U.S. Silica now trading on the “big board”

U.S. Silica started selling stock on the New York Stock Exchange on February 1. The IPO (Initial Public Offering) of 11,764,705 shares of common stock was priced at $17 a share but closed down on the first day of trading to $16 a share.

The stock is currently trading around the $17 mark. U.S. Silica is traded under the stock symbol SLCA.
In a January 31 press release, U.S. Silica Holdings, Inc. said it expected “to receive net proceeds of approximately $42.5 million from the offering and intends to use approximately $34.5 million to fund future capital expenditures for its business.”

Sand for gas and oil wells
Some of those capital expenditures will go for construction of a new resin-coating facility to coat sand for the fracking of gas and oil wells.

Sand is an ingredient in fracking fluid and is used to help fracture the shale and keep the cracks open so gas can escape up the well.

A February 1 Dow Jones Newswires story reported that U.S. Silica is the second largest domestic producer of commercial silica and that “frac sand” accounts for nearly half of its business.

The company claims to be one of the few commercial producers capable of rail delivery of large quantities of sand to each of the major U.S. Marcellus shale basins.

Reached for comment, U.S. Silica spokesman Ted Lowen said, “U.S. Silica is currently in a quiet period which restricts it from making any commentary in advance of its earnings announcement, which will be announced shortly.”

Locations and products
A map at U.S. Silica’s web site lists the plants in Ottawa, Illinois, Pacific, Missouri and Mill Creek, Oklahoma as the sites where sand for gas and oil companies is produced.

The company makes two products for the industry, Ottawa White™ and Shale Frac™.

One product is used as a cement additive to enhance the performance of the cement used in gas and oil well drill casings. The other product is an additive in fracking fluid.

U.S. Silica also makes specialty sand products for glass, chemical, foundry, building products, fillers and extenders, recreation, filtration and treatment, and testing and analysis.

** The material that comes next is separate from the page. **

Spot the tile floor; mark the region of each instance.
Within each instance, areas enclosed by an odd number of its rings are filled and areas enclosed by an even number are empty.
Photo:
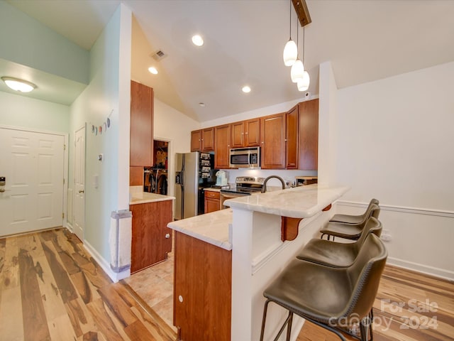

The company employs a workforce of about 685 at 16 locations - 15 spread across the U.S. and one in Shanghai, China.

Gas market shrinking
One of the largest natural gas producers, Chesapeake Energy Corporation, announced in January it was cutting output after natural gas prices dropped to a 10 year low.

In a January 23 Wall Street Journal story, Chesapeake said it will cut spending on gas drilling by more than $2 billion this year and divert that money to more profitable oil, which is trading near $100 a barrel.

Because of a warm winter and gas in storage at a record high, there is no sign the natural gas glut will end anytime soon.

This may not bode well for U.S. Silica stock, at least in the short term.